The handful of Whig aristocrats who secretly invited Prince William of Orange over from Holland to overthrow their anointed monarch, James, were undeniably rebels and traitors, as were, of course, the American colonists who signed the Declaration of Independence. Yet they both acted in the name of an ancient, inherent, legitimate and noble cause: liberty. English common-law rights dating back to Magna Carta were perceived to be under threat from King James, and they trumped whatever allegiance might have been owed him. The Founding Fathers were thus repeating 88 years later, and in an American and republican context, largely what the "first" revolutionaries had done in 1688....

[H]ad James II not made myriad errors after succeeding his brother, King Charles II, in 1683--errors that help to trigger William's later intervention--"French-style absolutism might really have sprung into life" in England, Mr. Barone writes, perhaps "in late 1688 or early 1689." Such absolutism was doing well on the Continent, especially under Louis XIV, and James was busy trying to buy the coming general election and pack the House of Commons. When an heir was born to James in June 1688, establishing the Catholic succession, the moment of decision had arrived: William had to invade then or never. As it was, he risked a difficult sea crossing; the English Channel in November was treacherous throughout the age of sail.
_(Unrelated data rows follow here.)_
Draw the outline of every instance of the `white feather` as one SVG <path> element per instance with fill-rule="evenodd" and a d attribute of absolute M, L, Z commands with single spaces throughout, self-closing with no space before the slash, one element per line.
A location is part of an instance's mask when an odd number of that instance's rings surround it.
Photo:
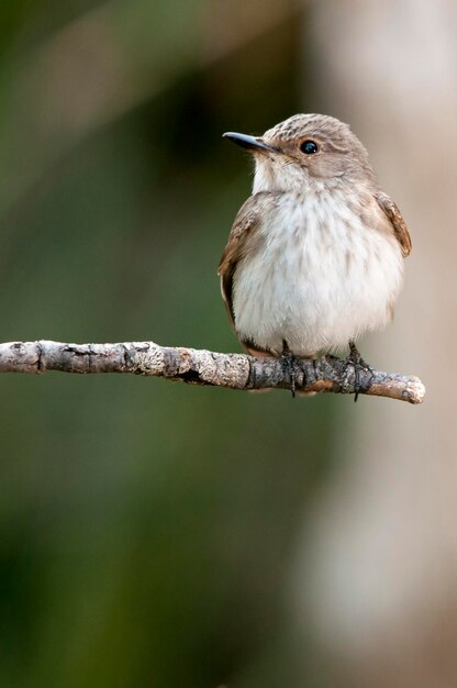
<path fill-rule="evenodd" d="M 256 176 L 255 191 L 270 184 Z M 306 356 L 346 347 L 389 322 L 402 285 L 400 245 L 393 233 L 363 223 L 338 190 L 314 182 L 304 192 L 283 192 L 259 232 L 259 248 L 234 275 L 242 340 L 276 354 L 286 340 Z"/>

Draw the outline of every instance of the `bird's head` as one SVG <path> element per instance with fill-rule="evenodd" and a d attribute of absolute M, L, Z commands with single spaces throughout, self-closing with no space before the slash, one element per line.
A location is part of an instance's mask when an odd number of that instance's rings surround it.
<path fill-rule="evenodd" d="M 366 148 L 347 124 L 325 114 L 296 114 L 263 136 L 224 136 L 254 155 L 254 193 L 375 184 Z"/>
In the event, about 21,000 Dutchmen decided the matter.

Everything that flowed from the Whig victory of 1688--limited government, the Bank of England, tradable national debt, triennial Parliaments, mercantilism, free enterprise, an aggressively anti-French foreign policy, the union with Scotland, eventually the Hanoverian Succession and the Industrial Revolution--combined to make the English-speaking peoples powerful. Mr. Barone proves beyond doubt how much the Glorious Revolution inspired the Founding Fathers to launch their own, with Virginia gentlemen farmers seeing themselves as the heirs of England's revolutionary aristocrats. The 1689 Bill of Rights in Britain thus unquestionably paved the way to the American Bill of Rights of 1791.

To comprehend how America's birth pangs came about--and why its title deeds were drawn up in the way they were--it is therefore crucial to understand the ideals and passions of 1688. The very best introduction is this well-researched, well-written, thought-provoking book.